New affordable housing is coming to the Hill District.
Officials broke ground Tuesday on the Herron Village Apartments, which will eventually include 12 affordable housing units and commercial space for a beauty salon, community market and laundromat. The Urban Redevelopment Authority will also help fund financial literacy courses and other life-skills training for residents, provided by ACH Clear Pathways and Catapult Greater Pittsburgh.
Elected officials today billed the apartments as a model for “resident-led development.”
“This is the epitome of … development by the people, for the people, in our own neighborhoods,” said Presley Gillespie, president and CEO of the nonprofit Neighborhood Allies.
The project has been led by developer and fourth-generation Hill resident Tonya Ford, with help from nonprofit and government lenders.
Ford’s family has owned the three buildings that make up the Herron Avenue development since the 1960s.
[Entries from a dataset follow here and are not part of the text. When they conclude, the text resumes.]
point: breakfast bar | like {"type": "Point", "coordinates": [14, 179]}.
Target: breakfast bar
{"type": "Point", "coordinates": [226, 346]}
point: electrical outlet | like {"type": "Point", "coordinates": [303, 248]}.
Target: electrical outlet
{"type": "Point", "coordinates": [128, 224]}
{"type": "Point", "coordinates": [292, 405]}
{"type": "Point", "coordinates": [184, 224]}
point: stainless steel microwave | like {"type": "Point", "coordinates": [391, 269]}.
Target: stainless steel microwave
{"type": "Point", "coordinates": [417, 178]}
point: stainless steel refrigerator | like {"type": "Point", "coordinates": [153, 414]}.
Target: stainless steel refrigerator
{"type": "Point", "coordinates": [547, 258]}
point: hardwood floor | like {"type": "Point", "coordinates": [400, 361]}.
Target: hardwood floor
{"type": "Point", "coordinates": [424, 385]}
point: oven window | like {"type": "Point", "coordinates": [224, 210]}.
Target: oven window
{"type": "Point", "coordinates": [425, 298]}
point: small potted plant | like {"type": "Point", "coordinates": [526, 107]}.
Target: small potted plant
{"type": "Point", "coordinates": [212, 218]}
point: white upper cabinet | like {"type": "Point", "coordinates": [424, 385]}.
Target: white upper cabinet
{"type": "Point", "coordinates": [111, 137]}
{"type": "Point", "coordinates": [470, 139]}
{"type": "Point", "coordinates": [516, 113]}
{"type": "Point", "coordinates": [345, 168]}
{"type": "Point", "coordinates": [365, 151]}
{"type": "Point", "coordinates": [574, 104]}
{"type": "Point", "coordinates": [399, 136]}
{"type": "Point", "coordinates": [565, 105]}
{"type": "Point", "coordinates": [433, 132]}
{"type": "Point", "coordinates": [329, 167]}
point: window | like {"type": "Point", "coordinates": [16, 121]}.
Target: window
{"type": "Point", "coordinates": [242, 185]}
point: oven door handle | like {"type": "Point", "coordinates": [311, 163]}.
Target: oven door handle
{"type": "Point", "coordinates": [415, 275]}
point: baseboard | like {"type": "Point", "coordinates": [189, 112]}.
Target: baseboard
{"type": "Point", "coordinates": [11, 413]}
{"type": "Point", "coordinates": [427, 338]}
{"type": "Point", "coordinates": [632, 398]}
She said it’s important to keep the neighborhood affordable while investing in its future and rehabilitating existing buildings.
“My family's legacy has always been to provide affordable living in the Hill District,” she said. “My uncles and my grandmother always made sure that people had some place to live, and they kept it affordable. So I would like to just carry on that legacy.”.
The project is about “fostering housing opportunities and economic growth in this neighborhood,” said URA chief housing officer Quianna Wasler.
The units will be available to residents making between 30-50% of the area median income and below. In Pittsburgh, that’s a range of between $21,000 to $34,000 a year for a single person, according to the URA.
U.S. Rep. Summer Lee said it’s important to back development plans with community roots.
“There are many proposals for housing, but the reality is that the people who have lived here, who have endured, they deserve to also stay here and to be centered. And we want to see it done that way,” she said.
The first five units and the laundromat are expected to open in six to nine months. And though five units address just a small fraction of demand for affordable housing in the city, Lee said the “key is the multiplication” of similar projects.
“Every unit isn't just the unit,” she said. “It's a family. It is stability. … That's five families that'll be touched by this project to start, and then we know that there are other investments going on throughout the Hill. That is just going to start to multiply.”
The Herron Village Apartments project has been in the works for the past four years, but more recent government actions were also on Lee's mind Tuesday.
Speaking with reporters, she condemned the Trump administration’s refusal to bring Kilmar Abrego Garcia, who was wrongly deported, back from El Salvador, even after the Supreme Court ordered his return.
Lee said Trump's defiance was an attempt to undermine the judiciary and called the situation a “constitutional crisis.”
“So that means that right now we need all of our institutions to be in alignment in calling this out. We need organized people right now who recognize the dangers that he poses, that the administration poses,” she said.
“It is not an issue that is only for immigrants,” she added. “If we can do it to someone who has legal status, we can do it to a citizen. And that is the slippery slope that we're on.”